Unemployment shows surprising fall
Seasonally adjusted unemployment in Germany fell last month by a surprisingly large margin of 33,000, providing an unexpected boost for Schröder's economic reform plans. According to Florian Gerster, head of Germany's federal labor office, the decline was largely due to labor market reform measures and reflected a trend that began in January. Unadjusted unemployment fell in June from 4.342 million to 4.257 million, representing 10.2 percent of the workforce. Speaking on Wednesday, Gerster said Germany was far from economic recovery but expressed confidence that growth could be "significantly over 1 percent" next year, thus leading to a quicker drop in unemployment.
Government to trim bureaucratic flab
The German government has passed a new law to fight bureaucracy.

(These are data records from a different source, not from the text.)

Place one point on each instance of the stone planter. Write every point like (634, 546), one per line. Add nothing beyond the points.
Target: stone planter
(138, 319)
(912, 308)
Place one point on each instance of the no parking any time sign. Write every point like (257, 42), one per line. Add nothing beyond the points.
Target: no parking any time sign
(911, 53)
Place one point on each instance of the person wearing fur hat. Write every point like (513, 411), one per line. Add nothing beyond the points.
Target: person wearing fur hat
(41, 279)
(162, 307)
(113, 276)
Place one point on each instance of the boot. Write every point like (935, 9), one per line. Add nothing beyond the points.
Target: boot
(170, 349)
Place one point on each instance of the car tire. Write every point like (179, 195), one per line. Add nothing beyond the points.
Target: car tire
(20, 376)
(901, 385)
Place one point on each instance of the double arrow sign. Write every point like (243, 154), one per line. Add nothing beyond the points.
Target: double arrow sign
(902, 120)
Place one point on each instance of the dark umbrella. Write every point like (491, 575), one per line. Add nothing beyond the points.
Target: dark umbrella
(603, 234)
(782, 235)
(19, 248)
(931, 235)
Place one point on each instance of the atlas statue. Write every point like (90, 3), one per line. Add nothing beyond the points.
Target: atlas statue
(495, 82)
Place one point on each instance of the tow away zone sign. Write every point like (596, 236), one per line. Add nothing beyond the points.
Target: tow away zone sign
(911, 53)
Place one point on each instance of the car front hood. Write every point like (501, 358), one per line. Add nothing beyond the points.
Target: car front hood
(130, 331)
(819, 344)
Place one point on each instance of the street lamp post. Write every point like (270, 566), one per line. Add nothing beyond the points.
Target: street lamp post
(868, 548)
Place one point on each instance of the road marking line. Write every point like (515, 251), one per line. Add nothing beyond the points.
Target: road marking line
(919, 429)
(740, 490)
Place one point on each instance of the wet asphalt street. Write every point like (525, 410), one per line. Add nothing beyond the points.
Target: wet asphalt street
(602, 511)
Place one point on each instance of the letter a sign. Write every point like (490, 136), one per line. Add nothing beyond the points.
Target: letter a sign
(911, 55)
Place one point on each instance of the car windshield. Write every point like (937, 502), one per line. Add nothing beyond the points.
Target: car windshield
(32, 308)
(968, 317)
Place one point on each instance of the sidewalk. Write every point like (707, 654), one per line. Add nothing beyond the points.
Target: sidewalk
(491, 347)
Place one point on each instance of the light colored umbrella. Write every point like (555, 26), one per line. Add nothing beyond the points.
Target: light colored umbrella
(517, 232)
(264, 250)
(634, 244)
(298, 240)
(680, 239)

The "Initiative Bureaucracy Reduction" aims to boost the struggling German economy by loosening regulations on existing small and medium-sized companies, modernize administration and improve the state of Germany's public finances. According to German Interior Minister Otto Schily (photo), less bureaucracy and more flexibility are essential to breathing life into Germany's small and medium-sized businesses, the traditional backbone of the world's third- largest economy.
Under the law, which was presented by the government on Wednesday, businesses will no longer have to observe tight work place regulations and Germans will be able to take care of bureaucratic issues via the internet. In addition, the government wants to replace the identity card with a chip card and introduce a so-called Jobcard for the unemployed which will save data electronically. Further details are to be hammered out together with the state governments in the next months.
Soccer star Kahn suffers under temporary deafness
Bayern Munich captain Oliver Kahn is on his way to recovery after going temporarily deaf in his left ear last week. Kahn said he wasn't going to let either the ear problem, or his private life, get in the way of his performance this season. For Kahn, who is also Germany's national team captain, 2003 has been a turbulent year so far, regularly hitting the headlines for his affair with a Munich barmaid while his wife was heavily pregnant. Kahn has admitted falling into a rut after the World Cup 2002, when Germany lost 2-0 to Brazil in the final after he spilled a shot enabling Brazilian player Ronaldo to score the first of his two goals and a sluggish start to last year's football season. "I know I can contribute to our (Bayern's) success", Kahn told Reuters this week. "I'm going to go full speed from the start of this season".
German-American relations begin to thaw
U.S. Ambassador to Germany Daniel Coats said Thursday relations between Germany and the U.S. are on the way to improvement. Speaking on the sidelines of a reception for New York youth at Chancellor Gerhard Schröder's office in Berlin, Coats admitted the two nations had problems in the past, but were now looking firmly ahead and increased cooperation was reinforcing communication. He didn’t rule out a meeting between Schröder and U.S. President Bush either and said in a speech that personal ties between citizens of both countries contributed to the strengthening of the German-U.S. relationship. In his speech Schröder said, "Both our countries need each other," and that friendships should be stuck to despite occasional differences of opinion. Relations between Germany and the U.S. plummeted when Schröder refused to support the U.S.-led war against Iraq earlier this year. The event at the chancellery was held for 80 American students who are in Germany at present and is part of the "Bridge New York – Berlin" program initiated by Schröder in the aftermath of the terrorist attacks on the World Trade Center in New York on Sept. 11, 2001.